Existen diversos autores partidarios de la existencia de unos parámetros comunicativos universales en la música, ajenos a un contexto histórico, espacial o cultural. Pero esta teoría comporta diversos problemas; por un lado la negación de que la música es una construcción cultural y por otro, al estar estos estudios (funcionalistas) enmarcados en el contexto de la música clásica occidental, la preponderancia de  una perspectiva reduccionista, que no tiene en cuenta otros tipos de música diferentes a la clásica, cuyas características pueden ser muy diferentes a ésta.
Como avanzaba en la primera parte de esta entrada, la percepción de la música y de los significados que pueda producir dependen del contexto en el que se sitúa el oyente. 

A propósito de estos estudios y tal y como menciona Julián Céspedes Guevara en su artículo Construction and communication of meanings in popular music, los investigadores contribuyen con su actividad a la primacía de los valores estéticos de la música clásica con respecto a otros tipos de música, originando la visión de que una estructura más compleja es más digna de atención en los estudios musicológicos, lo cual no deja de ser una visión, como comentaba antes, reduccionista y que mantiene al margen a la mayor parte de la población, que no ha desarrollado un oído musical capaz de analizar la música. 

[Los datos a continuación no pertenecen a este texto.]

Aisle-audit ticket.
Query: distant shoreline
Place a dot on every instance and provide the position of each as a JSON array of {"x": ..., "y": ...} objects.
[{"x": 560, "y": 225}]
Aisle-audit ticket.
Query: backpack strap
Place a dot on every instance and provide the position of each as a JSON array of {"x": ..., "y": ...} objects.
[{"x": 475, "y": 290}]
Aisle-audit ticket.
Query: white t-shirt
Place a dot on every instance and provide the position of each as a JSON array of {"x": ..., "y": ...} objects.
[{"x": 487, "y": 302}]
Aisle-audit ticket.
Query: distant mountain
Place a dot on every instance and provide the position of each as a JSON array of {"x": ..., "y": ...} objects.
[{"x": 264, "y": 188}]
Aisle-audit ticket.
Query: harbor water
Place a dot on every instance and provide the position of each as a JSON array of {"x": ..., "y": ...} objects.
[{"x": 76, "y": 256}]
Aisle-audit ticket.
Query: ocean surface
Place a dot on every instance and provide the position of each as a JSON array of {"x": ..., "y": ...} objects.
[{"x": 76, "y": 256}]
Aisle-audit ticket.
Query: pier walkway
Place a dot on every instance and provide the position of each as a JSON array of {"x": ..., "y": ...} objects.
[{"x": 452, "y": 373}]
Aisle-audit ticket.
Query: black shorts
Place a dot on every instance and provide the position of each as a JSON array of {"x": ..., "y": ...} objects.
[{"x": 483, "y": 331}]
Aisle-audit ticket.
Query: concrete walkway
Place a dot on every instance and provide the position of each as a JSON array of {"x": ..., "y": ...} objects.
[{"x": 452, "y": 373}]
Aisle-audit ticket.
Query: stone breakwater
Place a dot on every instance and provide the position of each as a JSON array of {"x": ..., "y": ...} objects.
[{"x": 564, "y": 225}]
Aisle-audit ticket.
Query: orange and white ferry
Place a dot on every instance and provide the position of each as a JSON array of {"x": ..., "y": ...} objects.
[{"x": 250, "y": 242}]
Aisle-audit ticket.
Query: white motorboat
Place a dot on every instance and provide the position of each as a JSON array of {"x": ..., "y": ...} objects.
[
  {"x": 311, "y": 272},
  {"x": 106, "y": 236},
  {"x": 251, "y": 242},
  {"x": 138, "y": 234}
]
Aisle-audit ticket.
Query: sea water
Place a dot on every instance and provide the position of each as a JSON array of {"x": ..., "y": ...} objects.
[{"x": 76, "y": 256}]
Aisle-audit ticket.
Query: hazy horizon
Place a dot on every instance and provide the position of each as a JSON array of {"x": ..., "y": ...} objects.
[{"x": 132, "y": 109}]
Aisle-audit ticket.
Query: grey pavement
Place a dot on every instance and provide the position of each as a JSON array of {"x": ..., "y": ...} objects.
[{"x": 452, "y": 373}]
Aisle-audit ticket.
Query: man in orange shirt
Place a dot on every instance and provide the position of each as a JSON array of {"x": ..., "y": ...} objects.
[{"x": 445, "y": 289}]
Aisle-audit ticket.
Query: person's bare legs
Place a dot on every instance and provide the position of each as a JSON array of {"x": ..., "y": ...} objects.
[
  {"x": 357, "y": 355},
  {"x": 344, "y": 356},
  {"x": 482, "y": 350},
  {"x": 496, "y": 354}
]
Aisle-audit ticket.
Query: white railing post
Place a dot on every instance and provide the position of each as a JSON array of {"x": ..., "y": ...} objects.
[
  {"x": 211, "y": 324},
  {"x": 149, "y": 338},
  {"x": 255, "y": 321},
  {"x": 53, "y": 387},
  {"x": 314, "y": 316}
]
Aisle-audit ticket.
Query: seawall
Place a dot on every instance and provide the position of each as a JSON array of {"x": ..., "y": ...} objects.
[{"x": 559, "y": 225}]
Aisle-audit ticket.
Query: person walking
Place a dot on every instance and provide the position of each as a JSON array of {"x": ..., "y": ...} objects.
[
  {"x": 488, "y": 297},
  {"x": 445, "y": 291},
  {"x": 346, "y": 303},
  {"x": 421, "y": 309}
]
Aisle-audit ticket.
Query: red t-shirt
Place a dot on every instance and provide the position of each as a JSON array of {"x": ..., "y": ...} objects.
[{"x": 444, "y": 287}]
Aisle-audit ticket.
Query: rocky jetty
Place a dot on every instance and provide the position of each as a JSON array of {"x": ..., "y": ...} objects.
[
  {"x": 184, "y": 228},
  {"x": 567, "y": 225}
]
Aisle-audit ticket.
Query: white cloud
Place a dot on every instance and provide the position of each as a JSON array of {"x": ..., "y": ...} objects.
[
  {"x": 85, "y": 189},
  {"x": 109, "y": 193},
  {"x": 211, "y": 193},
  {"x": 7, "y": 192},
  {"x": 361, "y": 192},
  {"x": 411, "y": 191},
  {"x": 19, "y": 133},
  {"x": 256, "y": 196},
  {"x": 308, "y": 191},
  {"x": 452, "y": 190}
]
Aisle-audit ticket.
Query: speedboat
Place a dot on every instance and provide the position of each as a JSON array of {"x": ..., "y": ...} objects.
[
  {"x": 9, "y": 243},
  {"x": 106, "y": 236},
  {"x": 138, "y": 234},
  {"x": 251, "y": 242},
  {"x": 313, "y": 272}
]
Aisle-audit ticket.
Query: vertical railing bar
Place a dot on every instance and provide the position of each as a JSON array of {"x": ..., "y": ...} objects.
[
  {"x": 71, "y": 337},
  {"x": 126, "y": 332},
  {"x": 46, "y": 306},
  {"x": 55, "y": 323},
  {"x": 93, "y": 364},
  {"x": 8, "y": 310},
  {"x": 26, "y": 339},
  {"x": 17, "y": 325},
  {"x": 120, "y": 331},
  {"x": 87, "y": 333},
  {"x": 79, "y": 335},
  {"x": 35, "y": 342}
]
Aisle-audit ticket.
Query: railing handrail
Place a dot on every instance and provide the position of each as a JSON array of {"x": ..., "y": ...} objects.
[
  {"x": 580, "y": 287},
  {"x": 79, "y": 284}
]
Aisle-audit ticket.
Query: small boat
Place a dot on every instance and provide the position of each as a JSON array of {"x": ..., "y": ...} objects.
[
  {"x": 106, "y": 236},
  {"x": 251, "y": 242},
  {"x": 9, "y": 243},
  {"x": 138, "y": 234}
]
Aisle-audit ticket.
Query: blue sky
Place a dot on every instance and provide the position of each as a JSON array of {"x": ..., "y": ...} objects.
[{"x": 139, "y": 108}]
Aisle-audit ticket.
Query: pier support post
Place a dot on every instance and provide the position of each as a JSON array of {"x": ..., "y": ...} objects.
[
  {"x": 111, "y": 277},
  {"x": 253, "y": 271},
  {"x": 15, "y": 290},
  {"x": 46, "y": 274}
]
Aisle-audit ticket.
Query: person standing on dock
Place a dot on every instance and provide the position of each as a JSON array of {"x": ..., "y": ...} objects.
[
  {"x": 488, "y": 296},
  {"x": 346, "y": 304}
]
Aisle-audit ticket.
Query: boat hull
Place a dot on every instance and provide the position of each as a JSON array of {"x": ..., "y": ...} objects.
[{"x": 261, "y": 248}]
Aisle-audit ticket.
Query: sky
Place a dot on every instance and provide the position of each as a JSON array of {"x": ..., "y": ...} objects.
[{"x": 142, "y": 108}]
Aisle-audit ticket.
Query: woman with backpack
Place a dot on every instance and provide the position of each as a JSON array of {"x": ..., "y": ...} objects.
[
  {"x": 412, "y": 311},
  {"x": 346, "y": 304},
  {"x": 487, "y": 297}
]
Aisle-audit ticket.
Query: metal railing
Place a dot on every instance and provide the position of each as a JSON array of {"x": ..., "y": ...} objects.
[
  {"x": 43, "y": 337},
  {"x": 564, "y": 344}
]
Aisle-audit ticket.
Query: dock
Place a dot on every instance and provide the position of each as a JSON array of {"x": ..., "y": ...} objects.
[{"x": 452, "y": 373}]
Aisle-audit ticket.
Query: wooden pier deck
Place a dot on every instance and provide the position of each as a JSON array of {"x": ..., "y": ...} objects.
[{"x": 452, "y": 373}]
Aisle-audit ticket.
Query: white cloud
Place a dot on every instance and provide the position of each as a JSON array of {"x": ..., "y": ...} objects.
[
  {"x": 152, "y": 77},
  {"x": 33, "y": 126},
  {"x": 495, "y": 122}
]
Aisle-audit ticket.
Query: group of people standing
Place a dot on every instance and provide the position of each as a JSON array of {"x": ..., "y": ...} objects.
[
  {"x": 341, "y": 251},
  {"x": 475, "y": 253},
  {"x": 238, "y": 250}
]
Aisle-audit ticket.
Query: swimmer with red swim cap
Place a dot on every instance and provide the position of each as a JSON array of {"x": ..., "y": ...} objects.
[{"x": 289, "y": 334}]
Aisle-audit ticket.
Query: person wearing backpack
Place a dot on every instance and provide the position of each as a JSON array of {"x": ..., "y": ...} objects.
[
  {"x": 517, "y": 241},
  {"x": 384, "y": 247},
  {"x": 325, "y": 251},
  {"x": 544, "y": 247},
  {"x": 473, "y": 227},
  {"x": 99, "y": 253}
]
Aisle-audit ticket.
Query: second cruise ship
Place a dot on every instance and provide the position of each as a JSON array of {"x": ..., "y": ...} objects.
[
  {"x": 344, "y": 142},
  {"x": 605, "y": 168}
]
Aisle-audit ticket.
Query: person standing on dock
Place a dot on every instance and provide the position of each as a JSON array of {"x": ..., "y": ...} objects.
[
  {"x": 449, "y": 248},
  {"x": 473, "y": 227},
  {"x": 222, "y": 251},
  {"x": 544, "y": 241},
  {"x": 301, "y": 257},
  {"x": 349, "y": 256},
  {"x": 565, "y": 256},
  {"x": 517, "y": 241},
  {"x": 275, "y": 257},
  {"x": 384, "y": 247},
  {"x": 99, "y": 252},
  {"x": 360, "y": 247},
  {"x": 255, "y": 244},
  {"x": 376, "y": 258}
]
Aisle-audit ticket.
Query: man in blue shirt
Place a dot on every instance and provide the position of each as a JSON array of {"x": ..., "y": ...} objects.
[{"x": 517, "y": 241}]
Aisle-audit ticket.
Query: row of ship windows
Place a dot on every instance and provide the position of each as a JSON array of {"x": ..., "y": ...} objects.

Volviendo a la cuestión espacial y cultural de la música cabe decir que ciertas melodías de Händel o Chaikovsky son muy rápidamente relacionadas con la época navideña en un contexto europeo, sin embargo pierde todas estas referencias si son interpretadas en espacios diferentes, como por ejemplo en regiones de África o Asia. Es muy complicado sacar conclusiones de experimentos psicológicos que no tengan en cuenta estas premisas descritas anteriormente, más bien las aproximaciones como la de Huron y su teoría ITPRA parecen más acertadas o al menos con una base más sólida. Parece más acertada también la teoría Juslin a través de la cual la música expresa estas sensaciones o sentimientos  a través de la utilización de parámetros acústicos similares a los existentes en la voz del ser humano. Con referencia a esto último no puedo evitar distanciar el pensamiento de Nietzsche sobre poesía y música y el aspecto dionisíaco de la música verdadera.

  Bibliografía

  • Juslin, Patrik. Handbook of Music and Emotion: Theory, Research, Applications. Oxford University Press. 2010.
  • Barthes, Roland. Mitologías. Siglo XXI. 2010.
  • Fubini, Enrico. La estética musical desde la Antigüedad hasta el siglo XX. Alianza Música, Madrid. 1998.
  • Fubini, Enrico. Estética de la música. A. Machado Libros, Madrid. 2008.
  • G.Freixe y B.Porot. Les interactions entre musique et théâtre. Ed. L’Entretemps, Montpellier. 2011.
  • Lang, Paul Henry. La experiencia de la ópera. Alianza música, Madrid.  1983.
  • Parker, Roger, ed. Lit. Historia ilustrada de la Ópera. Barcelona: Paidós. 1998.
  • Ribera Bergós, Jordi, ed. lit. y trad. Macbeth/ Libro con texto original de Giuseppe Verdi y Francesco Maria Piave, basado en la tragedia de Macbeth, de William Shakespare. Daimon, D.L. Madrid. 1986.